Virginia Tech forestry student wins symphony competition
Ransom Hughes of North Garden, Va., a freshman majoring in forestry at Virginia Tech's College of Natural Resources, recently won the Richmond Symphony Concerto Competition. Hughes studies music under cellist Alan Weinstein at Virginia Tech.
The Richmond Symphony Orchestra Leagues holds yearly concerto competitions that consist of a piano division and an instrumental division. First and second place winners are selected for each division and while most competitors come from central Virginia, any student in Virginia is eligible. The winner receives an opportunity to perform with the Richmond Symphony.
Hughes succeeds not only in the world of music, but academics as well. As a forestry student he has started and maintains his own nursery of trees. He has collected seeds of numerous deciduous and coniferous trees from across the United States and currently has around six hundred saplings of over 60 varieties in his backyard nursery. His project has included experimentation with various soil compositions for the purpose of maintaining healthy and vigorous saplings, as well as building his own fence to protect the seedlings from deer and other animals.

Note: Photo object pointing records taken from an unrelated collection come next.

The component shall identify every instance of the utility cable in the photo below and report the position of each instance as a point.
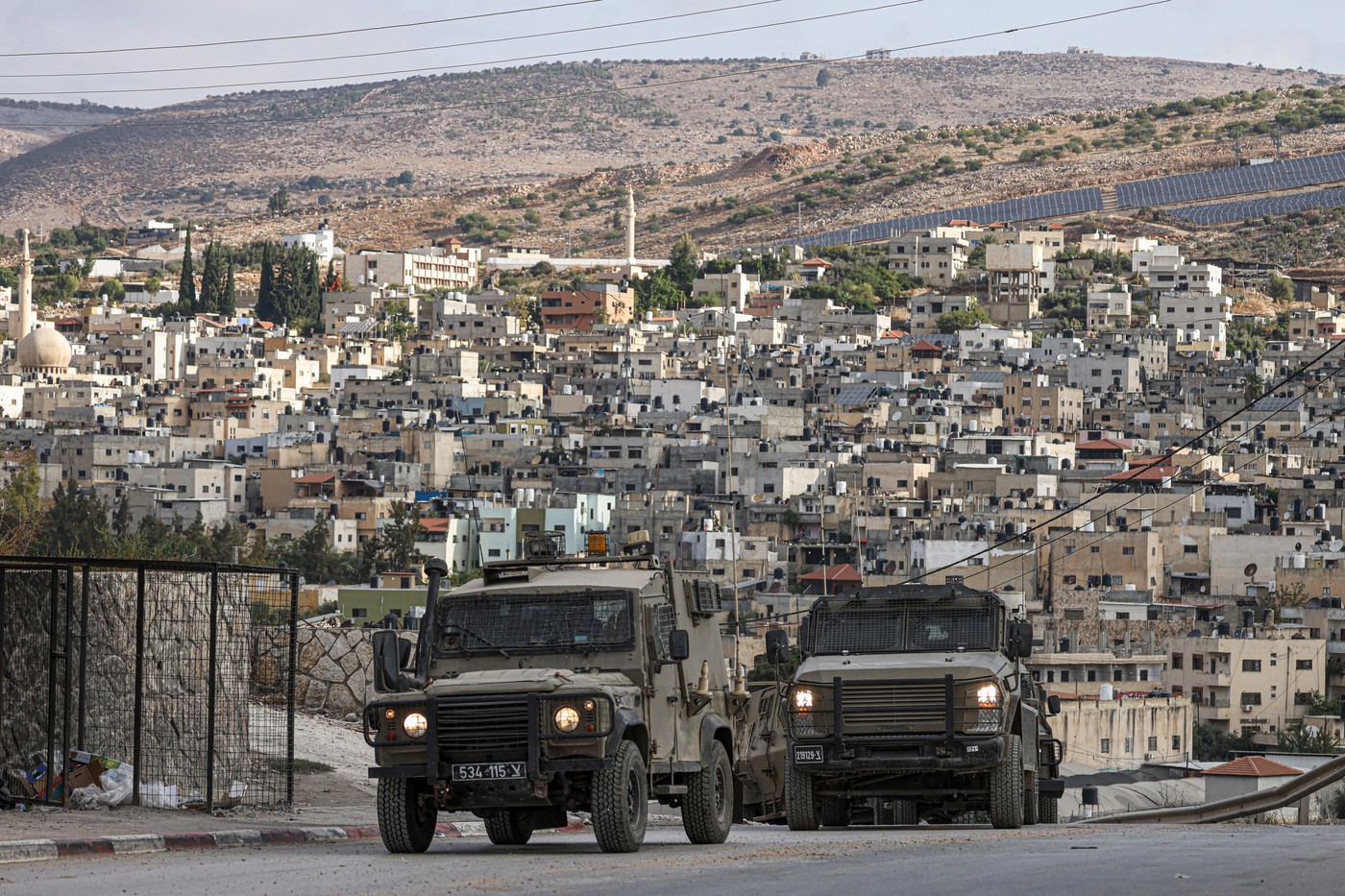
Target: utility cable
(347, 78)
(298, 36)
(393, 53)
(580, 94)
(1157, 462)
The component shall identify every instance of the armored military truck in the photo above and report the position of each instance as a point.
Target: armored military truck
(910, 702)
(550, 687)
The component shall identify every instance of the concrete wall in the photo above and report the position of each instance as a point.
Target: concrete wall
(1127, 725)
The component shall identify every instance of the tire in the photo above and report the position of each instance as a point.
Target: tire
(510, 828)
(1006, 787)
(905, 811)
(1031, 799)
(800, 809)
(834, 812)
(405, 821)
(621, 802)
(708, 806)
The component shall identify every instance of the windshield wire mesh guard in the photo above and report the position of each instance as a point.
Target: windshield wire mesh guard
(521, 621)
(905, 624)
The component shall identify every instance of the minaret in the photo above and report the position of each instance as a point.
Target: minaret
(629, 225)
(24, 294)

The College of Natural Resources at Virginia Tech consistently ranks among the top five programs of its kind in the nation. Faculty members stress both the technical and human elements of natural resources and instill in students a sense of stewardship and land-use ethics. Areas of studies include environmental resource management, fisheries and wildlife sciences, forestry, geospatial and environmental analysis, natural resource recreation, urban forestry, wood science and forest products, geography, and international development.

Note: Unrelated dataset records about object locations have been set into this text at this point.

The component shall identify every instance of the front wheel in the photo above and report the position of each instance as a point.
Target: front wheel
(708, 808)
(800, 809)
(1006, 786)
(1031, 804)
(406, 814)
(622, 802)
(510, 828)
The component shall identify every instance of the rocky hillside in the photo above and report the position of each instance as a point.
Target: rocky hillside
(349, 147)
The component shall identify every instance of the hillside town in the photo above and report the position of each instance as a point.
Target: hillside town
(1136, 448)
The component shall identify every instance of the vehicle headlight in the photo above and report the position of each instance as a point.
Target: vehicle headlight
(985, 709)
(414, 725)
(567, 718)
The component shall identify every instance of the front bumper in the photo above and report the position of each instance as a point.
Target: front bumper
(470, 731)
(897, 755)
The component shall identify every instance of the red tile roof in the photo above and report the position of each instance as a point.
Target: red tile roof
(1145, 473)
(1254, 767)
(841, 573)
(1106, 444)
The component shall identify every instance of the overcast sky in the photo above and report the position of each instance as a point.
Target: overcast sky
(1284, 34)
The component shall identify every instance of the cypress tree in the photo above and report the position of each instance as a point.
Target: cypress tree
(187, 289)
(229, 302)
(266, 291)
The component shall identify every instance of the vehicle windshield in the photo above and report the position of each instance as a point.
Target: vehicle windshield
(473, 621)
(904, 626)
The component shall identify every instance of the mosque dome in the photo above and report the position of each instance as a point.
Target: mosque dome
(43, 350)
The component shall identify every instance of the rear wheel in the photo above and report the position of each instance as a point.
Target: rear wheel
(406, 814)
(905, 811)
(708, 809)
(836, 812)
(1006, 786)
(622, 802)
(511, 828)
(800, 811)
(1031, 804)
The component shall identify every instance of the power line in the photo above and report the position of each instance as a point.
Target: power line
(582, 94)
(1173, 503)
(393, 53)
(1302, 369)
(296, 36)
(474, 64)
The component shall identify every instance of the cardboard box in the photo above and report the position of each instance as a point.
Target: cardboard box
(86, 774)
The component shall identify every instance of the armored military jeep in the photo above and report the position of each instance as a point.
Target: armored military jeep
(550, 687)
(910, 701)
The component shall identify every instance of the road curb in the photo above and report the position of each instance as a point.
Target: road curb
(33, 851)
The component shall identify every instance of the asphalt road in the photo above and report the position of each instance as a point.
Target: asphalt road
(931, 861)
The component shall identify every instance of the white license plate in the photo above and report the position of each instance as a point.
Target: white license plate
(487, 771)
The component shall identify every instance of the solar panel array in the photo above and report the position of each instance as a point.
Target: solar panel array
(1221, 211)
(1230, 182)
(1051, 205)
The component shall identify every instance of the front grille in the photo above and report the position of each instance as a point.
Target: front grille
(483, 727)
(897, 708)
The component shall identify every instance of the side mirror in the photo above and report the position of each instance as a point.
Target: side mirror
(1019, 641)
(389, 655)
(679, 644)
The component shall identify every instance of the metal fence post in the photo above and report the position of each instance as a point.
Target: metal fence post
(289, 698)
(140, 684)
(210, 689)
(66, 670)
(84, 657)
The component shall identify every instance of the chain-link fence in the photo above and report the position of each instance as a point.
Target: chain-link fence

Founded in 1872 as a land-grant college, Virginia Tech has grown to become the largest university in the Commonwealth of Virginia. Today, Virginia Tech's eight colleges are dedicated to putting knowledge to work through teaching, research, and outreach activities and to fulfilling its vision to be among the top 30 research universities in the nation. At its 2,600-acre main campus located in Blacksburg and other campus centers in Northern Virginia, Southwest Virginia, Hampton Roads, Richmond, and Roanoke, Virginia Tech enrolls more than 28,000 full- and part-time undergraduate and graduate students from all 50 states and more than 100 countries in 170 academic degree programs.